Annual incidence of ischemic stroke and bleeding events by CHADS2 and CHA2DS2-VASc scores. Low, score of 0; IM (intermediate), score of 1; high, score of 2.

Full size image
Table 2 Associations of CHADS2 and CHA2DS2-VASc scores with risks of ischemic stroke and bleeding events
Full size table

Finally, associations of components of the CHA2DS2-VASc score with risks of ischemic stroke and bleeding events were also determined (Table 3). Among the components, ‘stroke and thromboembolism’ tended to be associated with ischemic stroke (odds ratio 1.81, 95% confidence interval 0.93–3.66, P=0.073) and ‘75 years or older’ tended to be associated with bleeding events (2.31, 0.96–6.45, P=0.064).

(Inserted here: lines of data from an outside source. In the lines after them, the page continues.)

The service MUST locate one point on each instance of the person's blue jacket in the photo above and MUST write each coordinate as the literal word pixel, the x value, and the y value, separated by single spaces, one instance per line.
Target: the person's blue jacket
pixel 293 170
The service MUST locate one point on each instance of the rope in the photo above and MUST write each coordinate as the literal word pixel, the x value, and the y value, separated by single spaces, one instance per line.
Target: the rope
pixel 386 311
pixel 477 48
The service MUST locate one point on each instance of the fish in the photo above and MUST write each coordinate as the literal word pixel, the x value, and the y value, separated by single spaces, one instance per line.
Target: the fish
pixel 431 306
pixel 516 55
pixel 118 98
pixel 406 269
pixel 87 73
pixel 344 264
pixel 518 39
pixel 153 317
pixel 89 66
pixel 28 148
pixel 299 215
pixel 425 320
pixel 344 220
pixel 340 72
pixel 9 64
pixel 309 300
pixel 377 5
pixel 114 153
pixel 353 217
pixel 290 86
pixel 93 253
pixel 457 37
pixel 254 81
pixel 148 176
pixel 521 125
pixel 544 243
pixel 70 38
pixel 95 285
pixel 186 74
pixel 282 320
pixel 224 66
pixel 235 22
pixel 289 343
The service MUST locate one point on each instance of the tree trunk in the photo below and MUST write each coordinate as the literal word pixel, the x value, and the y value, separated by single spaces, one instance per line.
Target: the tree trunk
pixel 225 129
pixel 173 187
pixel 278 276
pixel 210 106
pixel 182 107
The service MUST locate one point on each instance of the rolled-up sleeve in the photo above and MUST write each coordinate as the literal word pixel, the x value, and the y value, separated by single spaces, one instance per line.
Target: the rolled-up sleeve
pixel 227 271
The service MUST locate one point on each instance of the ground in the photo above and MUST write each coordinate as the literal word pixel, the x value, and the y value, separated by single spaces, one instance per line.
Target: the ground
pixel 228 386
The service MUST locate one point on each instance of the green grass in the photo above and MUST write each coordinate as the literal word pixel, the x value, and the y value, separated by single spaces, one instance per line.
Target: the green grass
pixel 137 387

Table 3 Associations of the components of the CHA2DS2-VASc score with risks of ischemic stroke and bleeding events
Full size table

Discussion

The major finding of the present observational study was that bleeding risk increased gradually as the CHADS2 and CHA2DS2-VASc scores increased, although the statistical impact was rather weak as compared with their predictive power for ischemic stroke.

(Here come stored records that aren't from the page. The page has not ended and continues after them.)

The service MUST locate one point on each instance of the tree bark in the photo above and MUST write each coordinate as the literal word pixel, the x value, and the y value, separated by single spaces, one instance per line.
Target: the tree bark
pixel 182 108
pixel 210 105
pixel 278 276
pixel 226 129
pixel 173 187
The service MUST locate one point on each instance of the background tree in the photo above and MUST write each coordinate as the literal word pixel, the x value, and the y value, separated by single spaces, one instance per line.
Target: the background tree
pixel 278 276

The association of bleeding risk with the CHADS2 score for antiplatelet users and anticoagulant users was determined using the cohort of ACTIVE-W,10 where patients with a score of 0 did not develop major bleeding and those with a score of 1 had a lower incidence of bleeding than those with higher scores. The incidence for intracranial hemorrhage increased as the CHADS2 and CHA2DS2-VASc scores increased in patients treated with either warfarin, dabigatran, rivaroxaban or apixaban.11 In the present study, a similar tendency was seen in Japanese antithrombotic users with AF. A different finding from that of ACTIVE-W was that the annual incidence of major bleeding in patients with the CHADS2/CHA2DS2-VASc scores of 0 exceeded 1% per year; it suggests more careful consideration for antithrombotic use in Japanese patients, a known race for high incidence of intracerebral hemorrhage,12 with the low ischemic risk category than Western patients.

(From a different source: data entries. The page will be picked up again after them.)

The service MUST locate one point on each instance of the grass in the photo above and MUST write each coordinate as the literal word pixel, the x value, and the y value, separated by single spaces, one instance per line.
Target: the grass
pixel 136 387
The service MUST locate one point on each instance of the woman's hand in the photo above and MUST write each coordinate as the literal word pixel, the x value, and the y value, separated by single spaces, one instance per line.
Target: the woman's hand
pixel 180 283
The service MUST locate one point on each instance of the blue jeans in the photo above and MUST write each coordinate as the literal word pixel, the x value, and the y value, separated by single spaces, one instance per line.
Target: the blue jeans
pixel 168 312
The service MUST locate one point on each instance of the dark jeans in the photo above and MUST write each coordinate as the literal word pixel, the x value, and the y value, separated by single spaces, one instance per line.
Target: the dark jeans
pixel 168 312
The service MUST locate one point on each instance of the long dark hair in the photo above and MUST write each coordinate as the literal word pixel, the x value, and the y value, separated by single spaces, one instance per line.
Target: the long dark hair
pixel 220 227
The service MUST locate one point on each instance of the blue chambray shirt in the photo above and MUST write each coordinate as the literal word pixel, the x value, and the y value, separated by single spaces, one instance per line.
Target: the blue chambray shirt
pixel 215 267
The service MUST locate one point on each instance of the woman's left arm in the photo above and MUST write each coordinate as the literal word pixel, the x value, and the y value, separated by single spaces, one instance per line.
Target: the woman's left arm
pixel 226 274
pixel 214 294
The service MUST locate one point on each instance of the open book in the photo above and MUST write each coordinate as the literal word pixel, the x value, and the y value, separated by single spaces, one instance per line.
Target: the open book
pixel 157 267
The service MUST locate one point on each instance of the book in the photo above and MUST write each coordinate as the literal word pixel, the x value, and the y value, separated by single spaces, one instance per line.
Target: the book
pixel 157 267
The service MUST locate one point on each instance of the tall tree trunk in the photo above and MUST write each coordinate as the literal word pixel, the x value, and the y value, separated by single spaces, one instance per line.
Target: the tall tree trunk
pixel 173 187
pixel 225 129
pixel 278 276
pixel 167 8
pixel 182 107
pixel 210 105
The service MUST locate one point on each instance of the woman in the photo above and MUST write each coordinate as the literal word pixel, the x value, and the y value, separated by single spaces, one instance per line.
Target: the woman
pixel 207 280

A history of ischemic stroke is a known risk factor for intracerebral hemorrhage.6, 13 Hypertension does not only trigger arteriosclerosis and cause ischemic stroke but also triggers arterial damage and cause bleeding.14 Aging is another risk factor for both ischemia and bleeding. Thus, ischemic events and bleeding events seem to share many risk factors. To prevent bleeding complications for antithrombotic users, it is essential to choose appropriate numbers and dosages of antithrombotic agents, as well as to avoid elevation of blood pressure and lower it adequately.7

The strengths of the study include the multicenter, prospective study design with about 2000 patient-years of follow-up. The limitations of the study include the lack of data about bleeding history and genetic factors in the database to calculate HEMORR2HAGES and HAS-BLED. In addition, the small number of patients in the low ischemic risk category, as well as the relatively low incidences of ischemic stroke and bleeding events, might affect the statistical results. Another potential limitation is heterogeneity of the subjects registered in the BAT study. In particular, patients with different antithrombotic medication seemed to have different clinical backgrounds. However, it was statistically inappropriate to analyze patients separately according to the antithrombotic medication due to small sample size. Finally, the INR levels when the events occurred were not fully collectable.

In conclusion, in Japanese antithrombotic users, bleeding risk increased gradually as the CHADS2 and CHA2DS2-VASc scores increased, although the statistical impact was relatively weak. The annual incidence of major bleeding in Japanese antithrombotic users with the CHADS2/CHA2DS2-VASc scores of 0 exceeded 1% per year.